Also, for many of them, Rust is the first systems language they've ever touched. And that fact alone excites them. Because now they can "dream big" too.

But they have bought into the whole C/C++ are by default insecure and therefore garbage. In their mind, no mortal could ever write so much as a single safe function in those languages. So their points of view are always going to be based on that premise.

What they fail to recognize is that an operating system kernel, by virtue of the tasks it has to perform- things like mapping and unmapping memory, reading/writing hardware registers, interacting with peripherals, initiating dma transfers, context switching, etc.- have effects on the underlying hardware and the runtime environment; effects that neither the type system nor the temporal memory safety of Rust can model, because it happens at a level lower than the language itself. Rust's safety guarantees are helpful, but they are not infallible at that level. The kernel literally changes the machine out from under you.
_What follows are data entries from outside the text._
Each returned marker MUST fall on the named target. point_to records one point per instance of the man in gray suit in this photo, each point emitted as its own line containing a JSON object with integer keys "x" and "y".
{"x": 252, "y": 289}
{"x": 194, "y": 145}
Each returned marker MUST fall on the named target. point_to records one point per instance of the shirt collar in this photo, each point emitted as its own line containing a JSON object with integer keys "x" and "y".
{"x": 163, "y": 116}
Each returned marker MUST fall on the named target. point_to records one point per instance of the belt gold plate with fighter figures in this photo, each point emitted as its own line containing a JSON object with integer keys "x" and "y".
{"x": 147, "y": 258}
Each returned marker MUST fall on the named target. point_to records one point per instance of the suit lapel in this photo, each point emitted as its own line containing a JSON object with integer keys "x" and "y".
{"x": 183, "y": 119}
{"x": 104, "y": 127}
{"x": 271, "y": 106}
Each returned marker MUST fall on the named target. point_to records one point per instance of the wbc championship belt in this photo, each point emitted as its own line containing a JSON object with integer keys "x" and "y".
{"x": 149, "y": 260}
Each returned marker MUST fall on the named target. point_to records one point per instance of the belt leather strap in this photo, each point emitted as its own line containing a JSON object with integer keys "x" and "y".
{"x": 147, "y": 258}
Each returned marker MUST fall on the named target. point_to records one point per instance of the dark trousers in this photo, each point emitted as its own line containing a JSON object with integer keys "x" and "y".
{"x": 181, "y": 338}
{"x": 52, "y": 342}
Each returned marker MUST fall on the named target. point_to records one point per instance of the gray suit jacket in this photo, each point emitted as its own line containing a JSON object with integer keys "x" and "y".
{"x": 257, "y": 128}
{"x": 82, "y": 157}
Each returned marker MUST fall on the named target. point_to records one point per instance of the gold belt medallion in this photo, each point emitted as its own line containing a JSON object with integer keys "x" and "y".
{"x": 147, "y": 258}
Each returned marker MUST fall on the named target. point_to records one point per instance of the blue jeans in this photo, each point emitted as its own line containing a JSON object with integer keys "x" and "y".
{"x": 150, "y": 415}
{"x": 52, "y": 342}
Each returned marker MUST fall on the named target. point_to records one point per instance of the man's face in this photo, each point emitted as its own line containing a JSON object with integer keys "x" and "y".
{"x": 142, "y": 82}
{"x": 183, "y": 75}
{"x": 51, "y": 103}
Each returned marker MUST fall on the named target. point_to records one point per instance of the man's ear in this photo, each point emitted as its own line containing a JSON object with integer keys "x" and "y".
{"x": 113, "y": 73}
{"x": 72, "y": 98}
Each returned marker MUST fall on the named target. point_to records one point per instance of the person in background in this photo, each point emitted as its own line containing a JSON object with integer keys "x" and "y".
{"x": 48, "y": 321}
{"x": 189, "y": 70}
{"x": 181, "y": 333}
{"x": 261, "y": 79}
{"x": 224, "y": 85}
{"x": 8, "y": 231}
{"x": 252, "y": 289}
They further fail to appreciate the significant impedance mismatch between C and Rust. When one language has concepts that are in fact constraints that another language simply does not have, there is going to be friction around the edges. Friction means more work. For everyone. From planning to coding to testing to rollout.

So you have well-intentioned, excited, but still self-righteous developers operating from what they perceive to be a position of superiority, who silently look down upon the C developers, and behave in a manner that (to outsiders at least) demonstrates that they really do believe they're better, even if they don't come right out and say it.
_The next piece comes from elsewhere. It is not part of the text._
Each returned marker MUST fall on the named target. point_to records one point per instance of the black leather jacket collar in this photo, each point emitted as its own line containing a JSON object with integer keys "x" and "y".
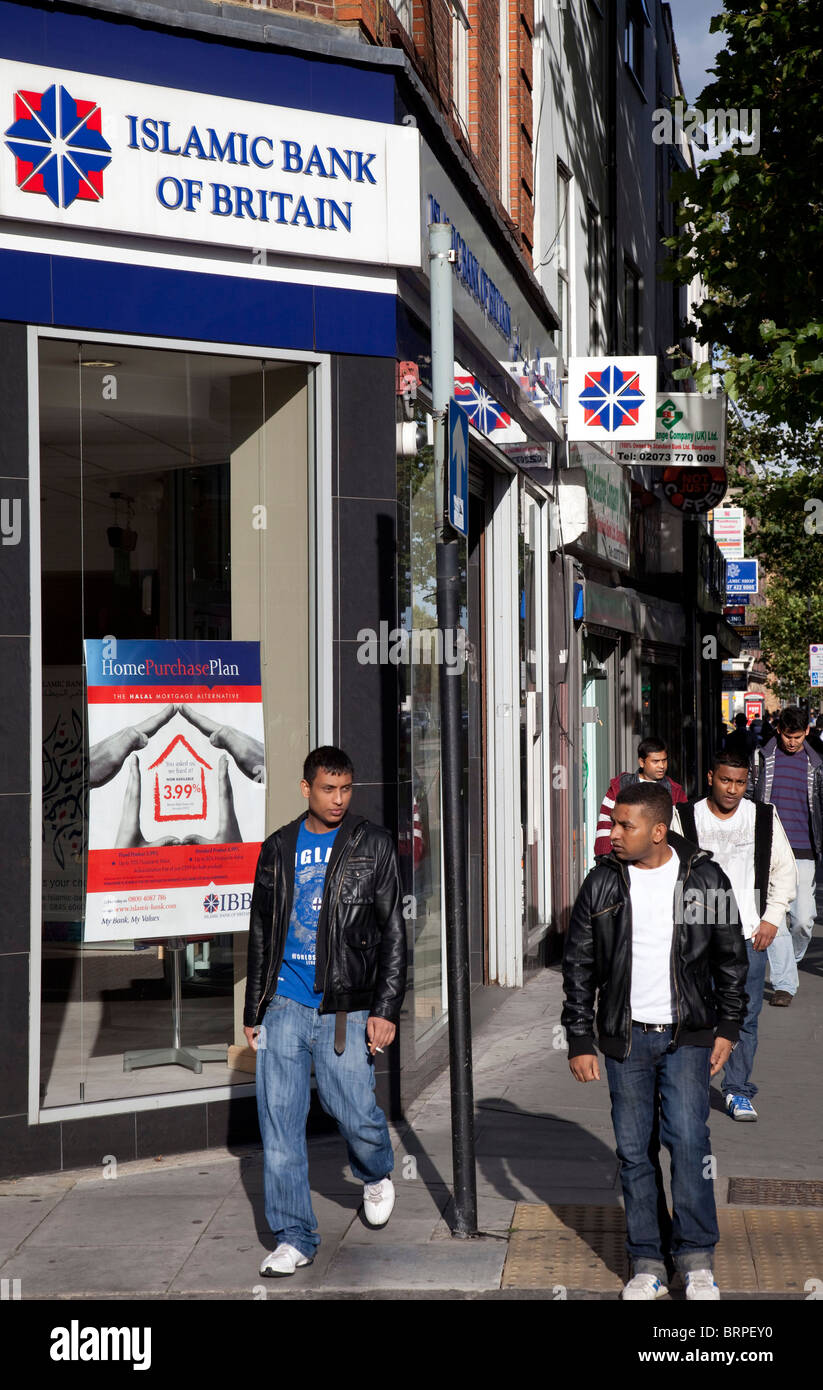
{"x": 360, "y": 930}
{"x": 708, "y": 957}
Just read the comments in any thread involving Rust. It is inconceivable to them that anybody would be so stupid or naive as to question the utility of the Rust language. To them, the language is unassailable.
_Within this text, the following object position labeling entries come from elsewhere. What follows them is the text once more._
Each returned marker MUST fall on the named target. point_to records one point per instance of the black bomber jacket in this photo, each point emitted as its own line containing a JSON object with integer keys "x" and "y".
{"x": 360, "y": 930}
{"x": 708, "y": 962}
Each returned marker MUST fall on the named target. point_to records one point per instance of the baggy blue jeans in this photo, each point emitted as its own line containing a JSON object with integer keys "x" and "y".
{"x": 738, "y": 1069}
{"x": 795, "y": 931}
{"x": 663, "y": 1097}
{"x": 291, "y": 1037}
The petty drama and social media brigading on top of it, along with the propensity to quit when the going gets tough, it's pretty easy to see why some people feel the way they do about the whole thing.

A programming language is not a religion. It is not a way of life. It is a tool. It's not like it's a text editor or something.



> A programming language is not a religion. It is not a way of life. It is a tool. It's not like it's a text editor or something.

I really hope that last sentence was a joke.


It was :)


> But they have bought into the whole C/C++ are by default insecure and therefore garbage. In their mind, no mortal could ever write so much as a single safe function in those languages.

No one thinks this except some strawman that you've devised. No point in reading anything else in this comment when this is so blatantly absurd and detached from reality.


I'm sorry sir/mam, but that is simply not true.

All you have to do is read comments from members of the Rust community online, in every public forum where Rust is discussed in any way.

Understand, I am not trying to villainize an entire community of software developers; but for you to say something that's blatantly false is to just stick your head in the sand.

You should try and read the words people write. Opinions are not formed in a vacuum.

Edit: to be clear- I have no problems with Rust the language beyond some ergonomic concerns. I am not a Rust hater, nor am I a zealot. I do advocate for C# a lot for application code though. But I do not deride others' language preferences. You should not dismiss my observations because I used hyperbole. Obviously not every Rust dev thinks you can't write a secure C/C++ function; don't pick out the one hyperbolic statement to discredit my entire post. Bad form.